The implication I took from it is that 'biomedical science' takes a lot more money and is what we feel holds the most promise for improvement of the human condition. So maybe it's not the worst offender, but its offenses carry the most weight.
Yes, obviously we focus - rightly so - on the absurdities of much of BPS-driven ME/CFS pseudo science, but I would be amazed if biomedical research is not also prone to dodgy practices.
 
Yes, obviously we focus - rightly so - on the absurdities of much of BPS-driven ME/CFS pseudo science, but I would be amazed if biomedical research is not also prone to dodgy practices.

I actually think all this stuff is a storm in a teacup.

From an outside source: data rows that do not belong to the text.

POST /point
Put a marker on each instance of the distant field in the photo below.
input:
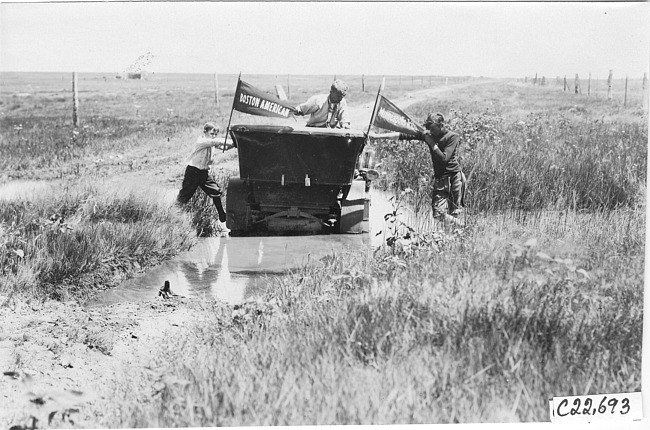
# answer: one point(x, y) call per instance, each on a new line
point(539, 295)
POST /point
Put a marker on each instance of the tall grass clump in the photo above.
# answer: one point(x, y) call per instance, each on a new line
point(71, 244)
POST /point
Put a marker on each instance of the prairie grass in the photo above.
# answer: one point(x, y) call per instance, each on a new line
point(73, 243)
point(540, 294)
point(557, 156)
point(481, 327)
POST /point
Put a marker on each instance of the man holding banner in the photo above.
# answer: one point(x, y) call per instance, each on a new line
point(327, 110)
point(449, 180)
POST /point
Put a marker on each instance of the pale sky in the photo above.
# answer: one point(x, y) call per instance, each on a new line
point(382, 38)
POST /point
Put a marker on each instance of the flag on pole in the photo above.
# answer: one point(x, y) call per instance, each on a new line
point(390, 117)
point(251, 100)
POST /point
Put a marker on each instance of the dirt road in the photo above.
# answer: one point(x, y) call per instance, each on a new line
point(61, 357)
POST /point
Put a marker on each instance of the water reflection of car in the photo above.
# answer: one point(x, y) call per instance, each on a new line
point(299, 180)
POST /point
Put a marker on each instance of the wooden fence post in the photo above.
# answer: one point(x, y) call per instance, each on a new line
point(645, 92)
point(289, 86)
point(75, 101)
point(216, 89)
point(609, 85)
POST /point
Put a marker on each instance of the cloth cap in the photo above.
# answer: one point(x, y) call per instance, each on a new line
point(340, 87)
point(209, 126)
point(434, 118)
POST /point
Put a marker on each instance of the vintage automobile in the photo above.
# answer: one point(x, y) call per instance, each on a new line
point(299, 180)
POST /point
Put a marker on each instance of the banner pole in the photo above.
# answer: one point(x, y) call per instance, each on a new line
point(231, 111)
point(372, 117)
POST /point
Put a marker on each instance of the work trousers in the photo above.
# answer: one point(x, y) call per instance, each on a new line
point(447, 196)
point(195, 178)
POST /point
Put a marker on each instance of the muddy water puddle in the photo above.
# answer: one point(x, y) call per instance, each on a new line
point(234, 269)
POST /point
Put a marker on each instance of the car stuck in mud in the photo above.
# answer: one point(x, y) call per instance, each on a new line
point(299, 180)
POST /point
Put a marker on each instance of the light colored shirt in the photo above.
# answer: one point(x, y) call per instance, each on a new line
point(201, 156)
point(322, 110)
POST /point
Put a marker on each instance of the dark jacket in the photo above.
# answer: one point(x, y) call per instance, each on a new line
point(445, 156)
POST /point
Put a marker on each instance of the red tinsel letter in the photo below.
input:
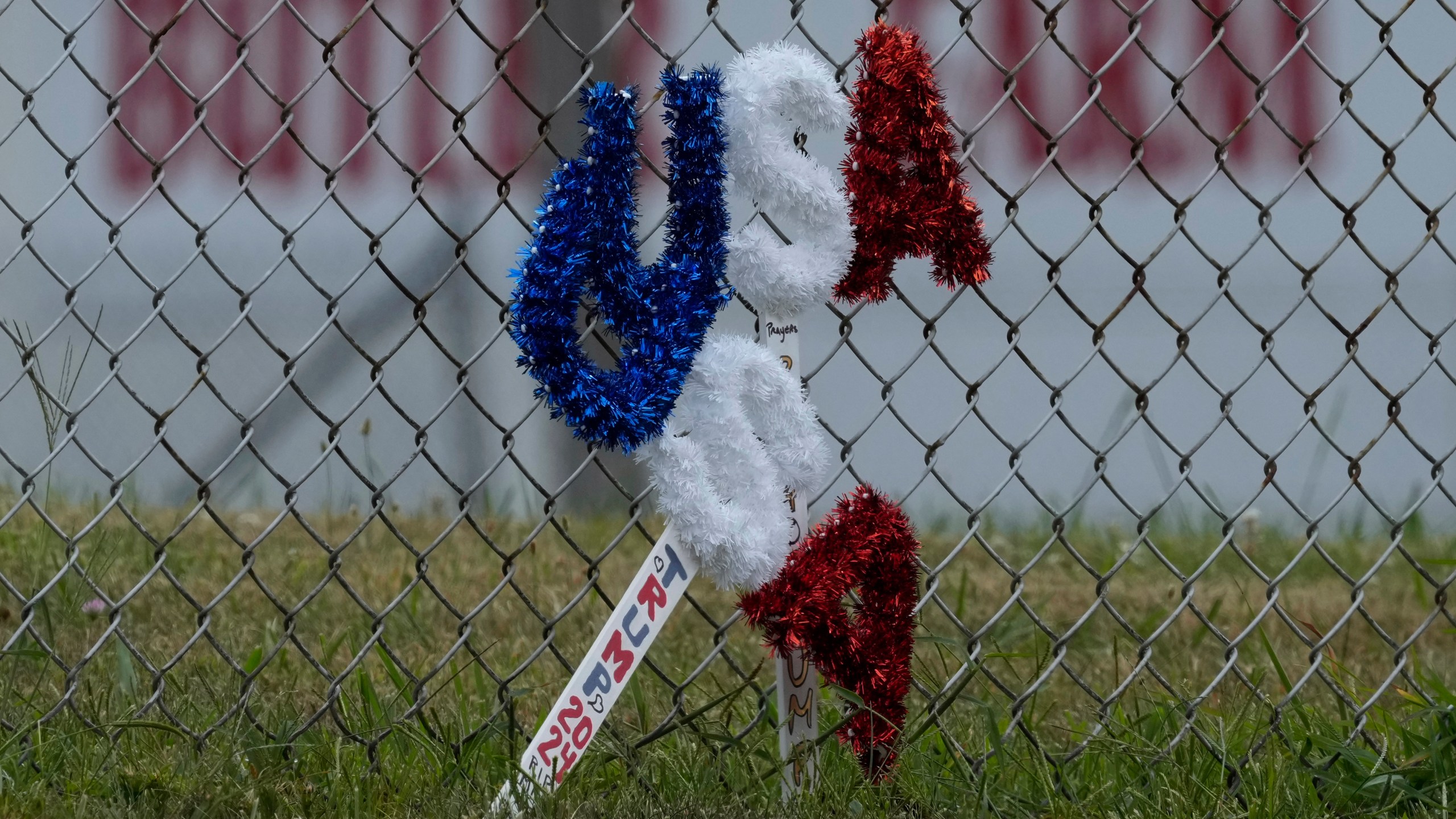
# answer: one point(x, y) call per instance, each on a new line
point(867, 543)
point(906, 195)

The real problem with science is something quite different.

Why are these studies so hard to reproduce? Because they were tests of not very clever ideas that turned out to be wrong. The real problem with science is that the vast majority of studies test hypotheses that aren't worth bothering with because there are good reasons for thinking they make no sense. Perhaps the commonest thing is testing a hypothesis that superficially looks as if it would explain something but with a bit of thought can be seen not to make those predictions at all.

The molecular mimicry hypothesis in immunology is an old chestnut. In ME I am sceptical about any hypotheses that try to explain symptoms on the basis of impaired energy metabolism. The symptoms don't fit with that because they occur after the exertion more than during it.

If you come across a really good idea, which if you are lucky you do once or twice in a career, then the results shout back at you that it is right. P values are not even needed.
 
retweeted by Michael Sharpe (!?)


it takes one to know one

I'm not sure if he's tweeting it in support of those. Seeing as it would essentially lead to retraction of most of his work, it's hard to imagine otherwise. Unless he just doesn't understand that, which is conceivable but... damn. He's certainly made it plenty clear he is a fool.